Sitting outside at his regular table, he hasn’t even ordered anything. He just sort of collapsed into the chair and leaned back. His easy-going demeanor isn’t as it appears, though. He looks languid on the outside, with his backward baseball cap and sunglasses covering his eyes, but I know he’s alert and watching me. I can feel his stare.
“I’ll be right back, Ophelia.” Filling up the largest cup we’ve got, I leave it black with one packet of brown sugar, just how he likes it, and grab one of the spinach wraps I made fresh an hour ago before heading outside. I see his head tracking my moves, and as I get closer to his table, he sits up straighter before removing his glasses and laying them down.

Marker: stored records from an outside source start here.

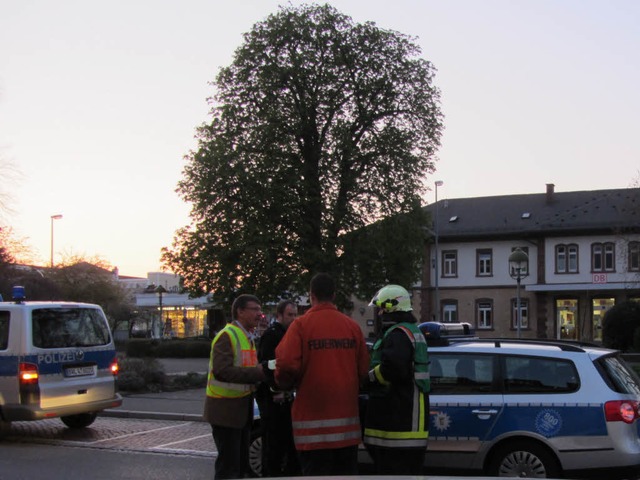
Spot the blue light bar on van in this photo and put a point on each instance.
(18, 294)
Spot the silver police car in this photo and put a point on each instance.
(528, 408)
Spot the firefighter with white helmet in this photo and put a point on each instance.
(397, 413)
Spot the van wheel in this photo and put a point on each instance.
(5, 428)
(523, 459)
(79, 421)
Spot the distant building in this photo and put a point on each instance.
(163, 310)
(583, 257)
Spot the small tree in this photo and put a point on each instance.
(93, 282)
(620, 326)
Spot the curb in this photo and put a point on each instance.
(185, 417)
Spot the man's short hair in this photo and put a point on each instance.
(282, 306)
(241, 302)
(323, 287)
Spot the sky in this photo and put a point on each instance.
(99, 103)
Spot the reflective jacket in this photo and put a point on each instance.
(398, 408)
(324, 354)
(244, 356)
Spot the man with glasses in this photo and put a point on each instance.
(234, 373)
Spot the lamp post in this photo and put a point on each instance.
(160, 290)
(438, 183)
(518, 262)
(53, 217)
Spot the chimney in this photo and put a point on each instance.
(550, 187)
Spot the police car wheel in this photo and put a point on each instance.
(79, 421)
(255, 453)
(523, 459)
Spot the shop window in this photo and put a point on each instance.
(566, 258)
(450, 263)
(599, 308)
(484, 314)
(524, 311)
(567, 318)
(603, 257)
(449, 311)
(484, 260)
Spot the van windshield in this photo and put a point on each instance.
(69, 327)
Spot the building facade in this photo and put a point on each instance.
(583, 253)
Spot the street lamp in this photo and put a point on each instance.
(160, 290)
(53, 217)
(518, 263)
(438, 183)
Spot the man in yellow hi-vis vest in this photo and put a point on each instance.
(233, 374)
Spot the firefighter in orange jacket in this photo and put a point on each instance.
(324, 355)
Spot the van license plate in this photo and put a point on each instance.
(78, 371)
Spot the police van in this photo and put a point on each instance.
(57, 359)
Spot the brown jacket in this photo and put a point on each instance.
(230, 412)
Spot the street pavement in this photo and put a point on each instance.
(185, 405)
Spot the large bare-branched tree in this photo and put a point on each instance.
(320, 127)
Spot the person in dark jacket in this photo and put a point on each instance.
(279, 457)
(397, 413)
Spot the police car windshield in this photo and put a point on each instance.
(68, 327)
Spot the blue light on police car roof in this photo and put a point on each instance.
(18, 294)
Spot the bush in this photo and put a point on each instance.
(184, 382)
(138, 375)
(175, 348)
(620, 327)
(141, 374)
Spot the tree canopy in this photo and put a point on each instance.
(320, 127)
(621, 327)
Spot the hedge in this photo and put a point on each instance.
(174, 348)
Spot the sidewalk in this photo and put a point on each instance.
(180, 405)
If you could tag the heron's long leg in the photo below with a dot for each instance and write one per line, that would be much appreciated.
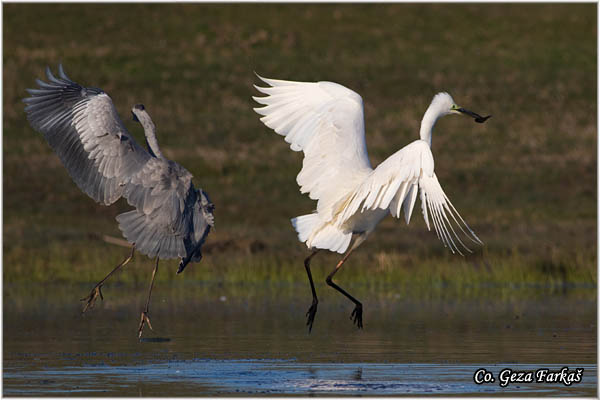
(312, 311)
(144, 318)
(97, 290)
(357, 313)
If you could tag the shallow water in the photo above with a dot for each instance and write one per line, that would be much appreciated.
(252, 341)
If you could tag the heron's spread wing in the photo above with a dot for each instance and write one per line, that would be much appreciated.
(83, 128)
(324, 120)
(395, 183)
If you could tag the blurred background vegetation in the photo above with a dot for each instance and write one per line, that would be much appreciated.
(525, 181)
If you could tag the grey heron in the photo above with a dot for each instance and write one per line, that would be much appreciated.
(325, 121)
(171, 218)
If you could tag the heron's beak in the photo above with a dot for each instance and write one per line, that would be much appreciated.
(478, 118)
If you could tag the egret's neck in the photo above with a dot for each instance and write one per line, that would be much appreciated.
(427, 123)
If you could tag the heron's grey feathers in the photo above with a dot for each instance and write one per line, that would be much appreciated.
(156, 234)
(83, 128)
(324, 120)
(81, 124)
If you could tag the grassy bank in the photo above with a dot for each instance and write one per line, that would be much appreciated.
(525, 181)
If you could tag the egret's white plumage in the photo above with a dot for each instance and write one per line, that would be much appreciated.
(325, 120)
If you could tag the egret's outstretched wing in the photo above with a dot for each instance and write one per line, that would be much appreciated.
(324, 120)
(83, 128)
(395, 183)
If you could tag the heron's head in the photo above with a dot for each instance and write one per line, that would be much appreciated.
(138, 112)
(444, 104)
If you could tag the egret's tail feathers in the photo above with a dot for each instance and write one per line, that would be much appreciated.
(317, 234)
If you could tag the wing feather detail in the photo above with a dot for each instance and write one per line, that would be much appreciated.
(83, 128)
(325, 121)
(434, 202)
(395, 184)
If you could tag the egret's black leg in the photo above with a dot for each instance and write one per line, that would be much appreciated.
(312, 311)
(357, 313)
(145, 318)
(97, 290)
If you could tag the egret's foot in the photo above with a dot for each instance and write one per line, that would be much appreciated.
(144, 320)
(357, 316)
(91, 299)
(310, 314)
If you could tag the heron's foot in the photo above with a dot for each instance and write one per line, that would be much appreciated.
(357, 316)
(310, 314)
(91, 299)
(144, 319)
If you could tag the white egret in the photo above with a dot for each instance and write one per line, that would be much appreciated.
(325, 120)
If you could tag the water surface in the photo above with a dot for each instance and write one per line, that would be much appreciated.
(252, 341)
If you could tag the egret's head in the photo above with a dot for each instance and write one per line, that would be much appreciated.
(444, 105)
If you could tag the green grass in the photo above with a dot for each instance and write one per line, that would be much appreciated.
(525, 180)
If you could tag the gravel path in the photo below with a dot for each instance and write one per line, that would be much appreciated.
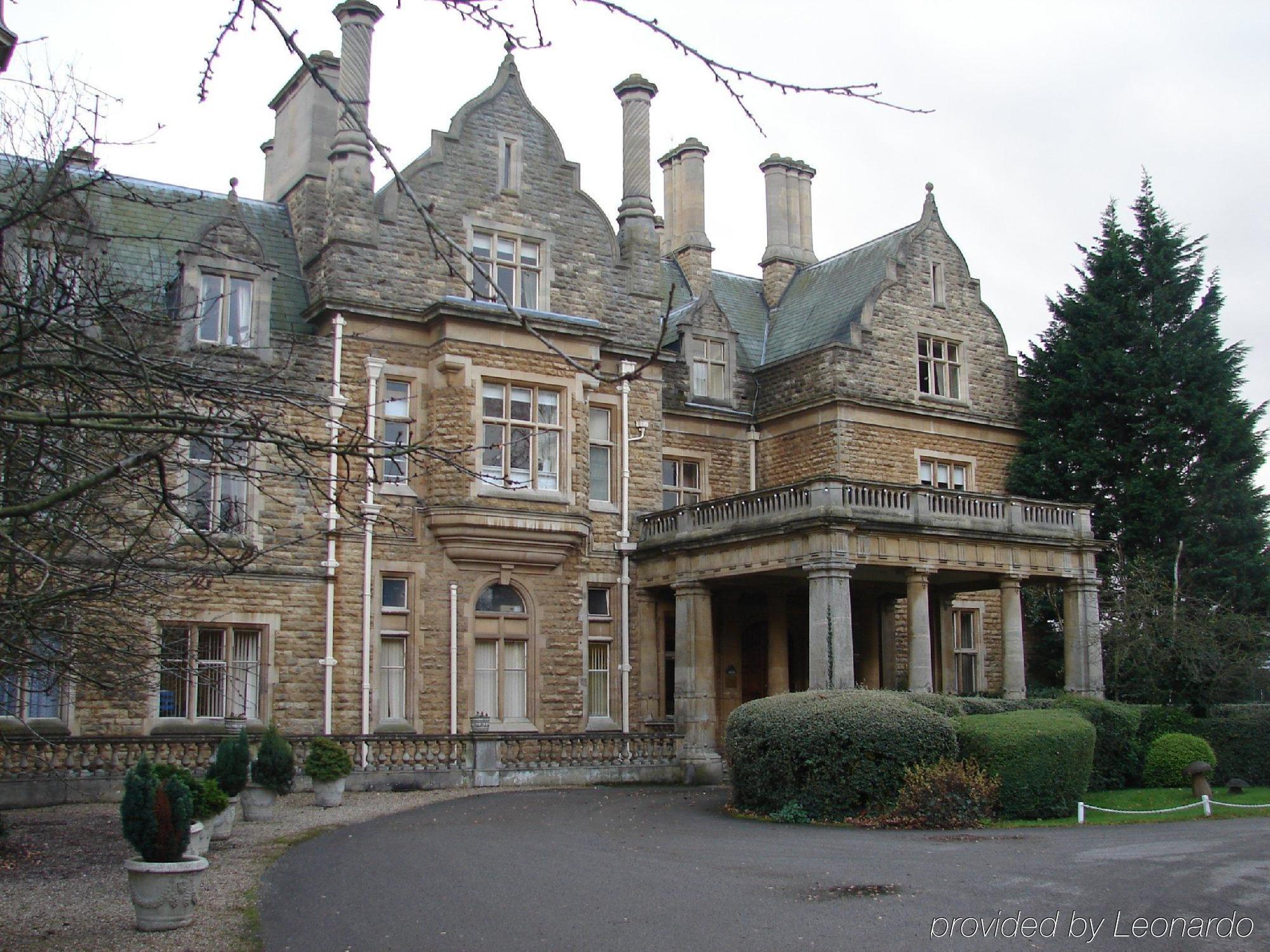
(63, 888)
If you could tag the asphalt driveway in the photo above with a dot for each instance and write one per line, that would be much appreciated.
(665, 869)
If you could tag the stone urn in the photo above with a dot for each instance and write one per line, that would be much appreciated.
(330, 793)
(223, 824)
(200, 837)
(164, 896)
(258, 803)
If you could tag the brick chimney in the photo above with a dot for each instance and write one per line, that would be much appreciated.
(685, 234)
(788, 183)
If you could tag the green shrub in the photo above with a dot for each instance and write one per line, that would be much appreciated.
(156, 814)
(1117, 756)
(1042, 758)
(1168, 758)
(834, 753)
(231, 767)
(327, 761)
(947, 705)
(275, 766)
(947, 795)
(1240, 736)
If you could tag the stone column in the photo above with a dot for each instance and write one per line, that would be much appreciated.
(778, 645)
(695, 704)
(920, 633)
(636, 213)
(831, 653)
(1014, 681)
(1083, 638)
(358, 21)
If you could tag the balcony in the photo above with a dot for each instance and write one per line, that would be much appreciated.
(878, 506)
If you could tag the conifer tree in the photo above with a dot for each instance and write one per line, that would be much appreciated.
(1131, 403)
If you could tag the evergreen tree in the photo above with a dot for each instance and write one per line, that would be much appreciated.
(1131, 403)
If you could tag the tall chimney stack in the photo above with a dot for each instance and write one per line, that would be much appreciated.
(788, 183)
(685, 234)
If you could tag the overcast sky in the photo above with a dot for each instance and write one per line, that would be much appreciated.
(1042, 115)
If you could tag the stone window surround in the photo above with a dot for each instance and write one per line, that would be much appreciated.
(924, 455)
(702, 460)
(601, 629)
(415, 376)
(194, 266)
(615, 458)
(533, 671)
(385, 568)
(730, 347)
(547, 249)
(270, 624)
(925, 331)
(252, 538)
(510, 178)
(572, 394)
(949, 647)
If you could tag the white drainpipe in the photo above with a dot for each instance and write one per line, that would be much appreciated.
(454, 658)
(625, 545)
(337, 404)
(370, 513)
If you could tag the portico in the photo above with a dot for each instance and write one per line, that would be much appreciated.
(832, 583)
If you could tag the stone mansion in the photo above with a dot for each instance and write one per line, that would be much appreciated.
(805, 488)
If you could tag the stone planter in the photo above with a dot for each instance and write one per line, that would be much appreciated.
(330, 793)
(258, 804)
(164, 896)
(223, 824)
(200, 838)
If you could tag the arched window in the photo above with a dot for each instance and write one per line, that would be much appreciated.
(501, 662)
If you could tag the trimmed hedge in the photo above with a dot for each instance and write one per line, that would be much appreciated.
(835, 753)
(1117, 755)
(1168, 758)
(1043, 758)
(1240, 736)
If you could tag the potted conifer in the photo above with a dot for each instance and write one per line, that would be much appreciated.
(274, 772)
(164, 878)
(231, 772)
(328, 765)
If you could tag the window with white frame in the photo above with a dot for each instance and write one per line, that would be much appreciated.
(944, 474)
(601, 455)
(514, 263)
(521, 436)
(397, 430)
(217, 484)
(939, 367)
(210, 671)
(966, 649)
(681, 483)
(225, 310)
(502, 656)
(36, 691)
(709, 364)
(396, 616)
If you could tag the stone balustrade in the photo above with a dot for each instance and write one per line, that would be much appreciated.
(874, 503)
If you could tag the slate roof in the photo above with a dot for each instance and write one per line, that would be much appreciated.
(148, 223)
(819, 308)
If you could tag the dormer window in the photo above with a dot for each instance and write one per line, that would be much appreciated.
(225, 310)
(709, 364)
(512, 262)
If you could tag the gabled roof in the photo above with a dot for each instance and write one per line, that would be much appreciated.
(147, 224)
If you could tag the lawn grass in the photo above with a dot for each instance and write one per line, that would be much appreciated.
(1155, 799)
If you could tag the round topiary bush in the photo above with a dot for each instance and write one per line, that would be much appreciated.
(835, 753)
(1169, 756)
(1043, 758)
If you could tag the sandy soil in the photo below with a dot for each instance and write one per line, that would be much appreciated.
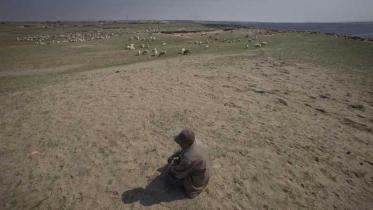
(281, 135)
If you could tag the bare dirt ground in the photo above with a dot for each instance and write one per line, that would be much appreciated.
(282, 135)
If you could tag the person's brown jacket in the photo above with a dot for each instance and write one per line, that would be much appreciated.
(194, 168)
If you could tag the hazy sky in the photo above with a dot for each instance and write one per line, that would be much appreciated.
(234, 10)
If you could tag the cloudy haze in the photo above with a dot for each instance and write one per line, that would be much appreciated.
(232, 10)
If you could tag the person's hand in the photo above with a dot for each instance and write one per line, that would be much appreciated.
(170, 159)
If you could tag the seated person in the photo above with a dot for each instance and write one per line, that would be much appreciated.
(189, 167)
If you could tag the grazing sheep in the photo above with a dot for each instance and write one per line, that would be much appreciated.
(185, 51)
(155, 52)
(131, 47)
(162, 53)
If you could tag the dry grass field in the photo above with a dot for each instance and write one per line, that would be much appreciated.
(83, 124)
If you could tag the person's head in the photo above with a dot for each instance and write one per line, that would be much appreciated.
(185, 138)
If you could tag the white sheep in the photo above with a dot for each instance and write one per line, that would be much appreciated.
(162, 53)
(185, 51)
(263, 43)
(258, 45)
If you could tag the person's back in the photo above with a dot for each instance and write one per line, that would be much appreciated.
(192, 167)
(198, 178)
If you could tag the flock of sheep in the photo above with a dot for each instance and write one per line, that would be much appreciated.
(144, 48)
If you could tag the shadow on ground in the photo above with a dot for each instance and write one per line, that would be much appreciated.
(157, 191)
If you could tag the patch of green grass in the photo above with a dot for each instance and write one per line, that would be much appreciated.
(324, 50)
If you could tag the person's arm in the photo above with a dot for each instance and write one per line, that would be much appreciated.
(182, 169)
(172, 157)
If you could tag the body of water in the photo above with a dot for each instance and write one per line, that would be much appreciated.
(360, 29)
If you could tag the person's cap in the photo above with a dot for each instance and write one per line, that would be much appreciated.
(186, 136)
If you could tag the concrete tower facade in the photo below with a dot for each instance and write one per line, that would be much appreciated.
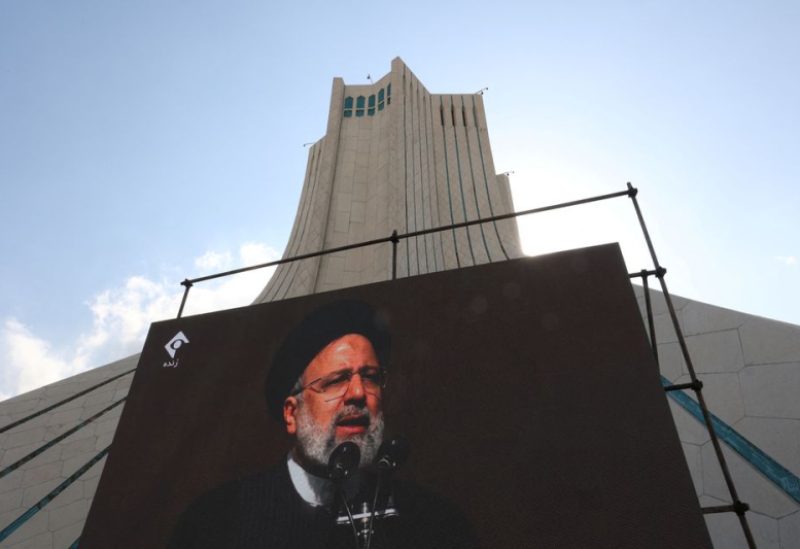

I was right; he’s exhausted.
“You didn’t come in.” As if he doesn’t realize that on his own.
“No, I didn’t.” He continues to watch me. I never noticed before, but his eyes are the lightest blue I’ve ever seen. “Those for me?” He nods at the offerings in my hands.
“You normally get them.” Placing them down on the table, I’m about to run back inside when I feel the warmth of his gentle touch as he hooks a finger around mine.
So simple.
So sweet.
So unknowing.
“Sit with me.” I don’t know why I do it—I swore I’d never do as I was instructed or demanded again—but the way his tone lowers, pleads with me, begs me to keep him company, I plant my butt firmly in the empty chair across from him. “Thank you.” The smile he graces me with has butterflies exploding in my belly.